It's Delaney Mack's first time pulling crab traps and she is unsure what to do. Mack, the newest member of the Nuxalk Guardian Watchmen, has had months of training for the job, which might include rescuing a kayaker, taking ocean samples or monitoring a logging operation. But winching crabs up 30 metres from the sea floor was not in the manual.
Soon, the four-person operation is humming along. The crab survey is a vital part of their work as guardians of this Indigenous territory in the province of British Columbia. It was started more than 15 years ago in response to heavy commercial crab fishing in an area where the federal government had done little independent monitoring to determine if a fishery was sustainable.

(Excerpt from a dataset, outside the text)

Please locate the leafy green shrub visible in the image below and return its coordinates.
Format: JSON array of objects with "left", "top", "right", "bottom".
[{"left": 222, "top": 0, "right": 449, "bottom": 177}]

It is the quintessential guardian assignment: remote monitoring work of immediate importance to a small community, far beyond the gaze of administrators at understaffed government agencies.
The watchmen are the eyes and ears of their First Nation community in their territory, which spans 18,000 sq km on the central coast of British Columbia around the town of Bella Coola, 430 mountainous kilometres north-west of Vancouver.
For Mack, being chosen to join the guardians was a godsend. "I had no idea what I was going to do with my life," she said.
Indigenous guardianship goes back millennia, but in recent decades has become more formally enshrined and recognised. Today, there are about 1,000 guardians in 200 Indigenous communities across Canada, according to the Indigenous Leadership Initiative, a guardian advocacy group.
A new layer has been added to the guardians' authority: park ranger badges. As part of a pilot project launched last summer, five of the Nuxalk guardians and six of the Kitasoo/ Xai'xais guardians to the north-west have been granted the power to issue tickets for offences such as poaching and illegal logging on their territory.